First, I look at the proportion of customers who left the company on this dataset:
It appears that 20.4% of the customers left the bank in this dataset. We can see an over-representation of the retained customers in this dataset, this imbalance can bias the modeling.
Here, the categorical variables give us some interesting information:
- The churn rate is higher for women than men
- The churn rate is higher for the German customers (highest churn rate). French and Spanish customers have the same churn rate.

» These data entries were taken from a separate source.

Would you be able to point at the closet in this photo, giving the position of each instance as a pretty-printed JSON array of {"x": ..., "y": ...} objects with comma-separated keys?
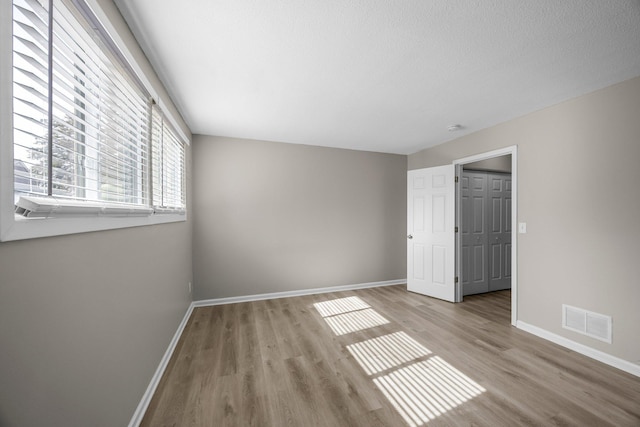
[{"x": 486, "y": 231}]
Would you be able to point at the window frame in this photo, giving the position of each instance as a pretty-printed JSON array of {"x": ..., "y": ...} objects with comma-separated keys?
[{"x": 15, "y": 227}]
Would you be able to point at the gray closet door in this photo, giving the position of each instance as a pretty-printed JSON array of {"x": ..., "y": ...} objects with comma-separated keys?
[
  {"x": 474, "y": 274},
  {"x": 499, "y": 191}
]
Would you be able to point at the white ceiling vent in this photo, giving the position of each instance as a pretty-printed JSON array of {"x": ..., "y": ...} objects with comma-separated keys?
[{"x": 586, "y": 322}]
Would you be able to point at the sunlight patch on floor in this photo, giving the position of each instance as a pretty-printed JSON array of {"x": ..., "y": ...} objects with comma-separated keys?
[
  {"x": 379, "y": 354},
  {"x": 422, "y": 391},
  {"x": 340, "y": 306},
  {"x": 355, "y": 321}
]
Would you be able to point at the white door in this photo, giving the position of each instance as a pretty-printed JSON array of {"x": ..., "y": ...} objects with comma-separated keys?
[{"x": 431, "y": 233}]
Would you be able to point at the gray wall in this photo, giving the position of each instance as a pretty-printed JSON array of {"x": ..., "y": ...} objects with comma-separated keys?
[
  {"x": 276, "y": 217},
  {"x": 85, "y": 319},
  {"x": 579, "y": 194}
]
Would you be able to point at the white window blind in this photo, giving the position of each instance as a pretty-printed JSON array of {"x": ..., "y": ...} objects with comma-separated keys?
[
  {"x": 167, "y": 165},
  {"x": 84, "y": 127}
]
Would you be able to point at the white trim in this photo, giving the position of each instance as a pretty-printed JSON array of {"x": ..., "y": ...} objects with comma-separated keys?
[
  {"x": 513, "y": 150},
  {"x": 616, "y": 362},
  {"x": 301, "y": 292},
  {"x": 104, "y": 20},
  {"x": 20, "y": 228},
  {"x": 138, "y": 415},
  {"x": 6, "y": 116}
]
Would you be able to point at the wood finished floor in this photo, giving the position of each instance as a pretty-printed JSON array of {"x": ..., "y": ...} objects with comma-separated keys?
[{"x": 280, "y": 363}]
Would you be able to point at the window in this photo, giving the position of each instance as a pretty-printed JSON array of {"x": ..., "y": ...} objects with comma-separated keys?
[{"x": 87, "y": 137}]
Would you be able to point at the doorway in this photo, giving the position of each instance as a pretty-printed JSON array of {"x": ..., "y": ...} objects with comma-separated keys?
[
  {"x": 485, "y": 254},
  {"x": 494, "y": 163}
]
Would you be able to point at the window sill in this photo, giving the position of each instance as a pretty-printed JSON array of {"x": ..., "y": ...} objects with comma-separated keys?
[{"x": 20, "y": 228}]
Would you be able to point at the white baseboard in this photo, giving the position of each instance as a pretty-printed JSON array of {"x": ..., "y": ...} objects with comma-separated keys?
[
  {"x": 598, "y": 355},
  {"x": 287, "y": 294},
  {"x": 155, "y": 380}
]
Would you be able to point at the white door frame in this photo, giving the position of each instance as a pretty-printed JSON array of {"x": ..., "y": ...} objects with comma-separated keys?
[{"x": 513, "y": 150}]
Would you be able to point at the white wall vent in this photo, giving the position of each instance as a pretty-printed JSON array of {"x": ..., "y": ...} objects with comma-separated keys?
[{"x": 586, "y": 322}]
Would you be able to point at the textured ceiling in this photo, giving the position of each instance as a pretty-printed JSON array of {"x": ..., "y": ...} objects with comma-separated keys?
[{"x": 379, "y": 75}]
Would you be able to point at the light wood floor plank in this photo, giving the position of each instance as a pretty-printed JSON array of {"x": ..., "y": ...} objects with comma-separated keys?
[{"x": 280, "y": 363}]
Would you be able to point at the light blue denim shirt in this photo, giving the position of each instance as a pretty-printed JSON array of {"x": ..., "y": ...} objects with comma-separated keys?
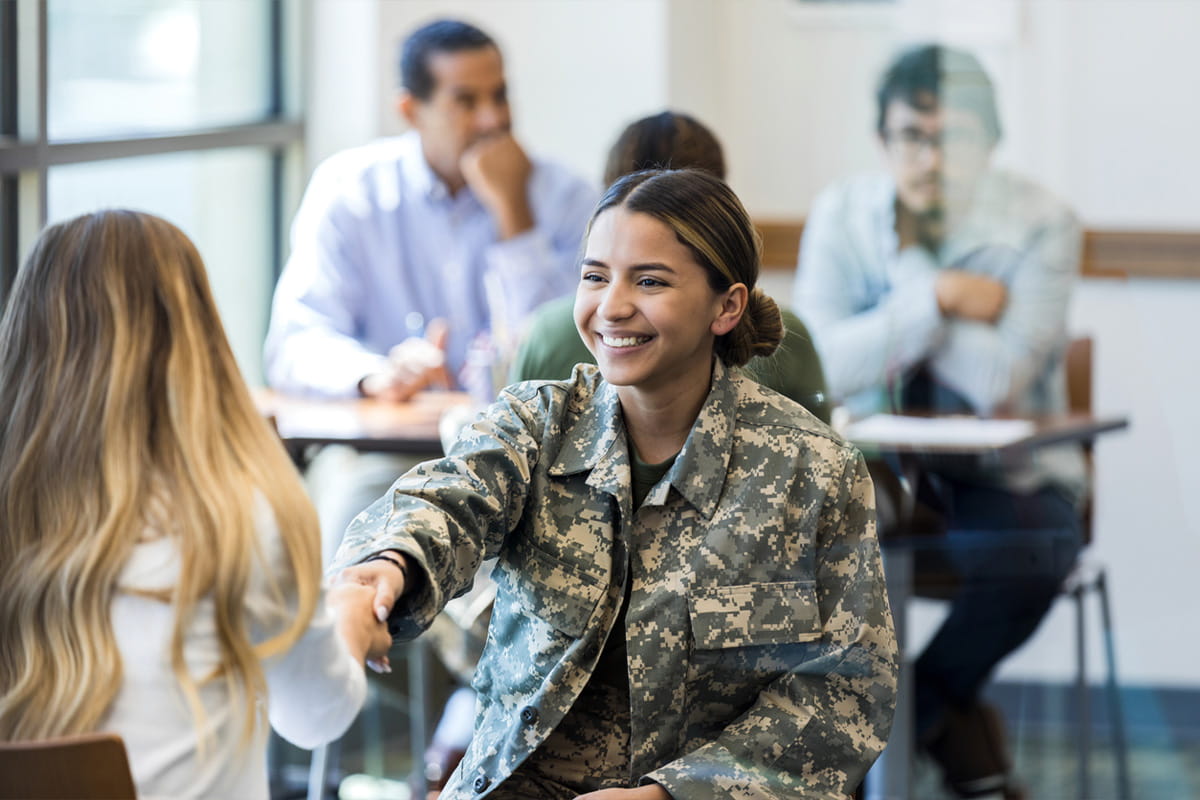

It could be interesting to put the Spanish and the French in the same group.
- Having a credit is not a key feature for the customer churn
- As expected, non-active members present a higher churn rate
Now let's test the correlation:
Variable | Chi-square | p-value. |
---|---|---|
Geography | 301.255337 | 3.830318e-66. |
IsActiveMember | 242.985342 | 8.785858e-55. |
Gender | 112.918571 | 2.248210e-26. |
HasCrCard | 0.471338 | 4.923724e-01. |
The chi2 test confirm that having a credit card is not a key feature here. I will remove it.
Here, the continuous variables give us some interesting information:
- The credits score is not different between the churned and retained customers.
- The average age of the retained customers seems to be lower than the churned customers.
- The tenure does not seem to be different between the churned and retained customers.
- We can see a clear difference in the balance of the churned and retained customers.
- The retained customers present mostly one or two products.
- The estimated salary does not seem to be different between the churned and retained customers.
The avgerage age of churned customers is 44.84 against 37.41 for the retained customers
Indeed, the average age of the churned customers is higher than the retained customers (37 vs 45). This information is crucial for the modeling.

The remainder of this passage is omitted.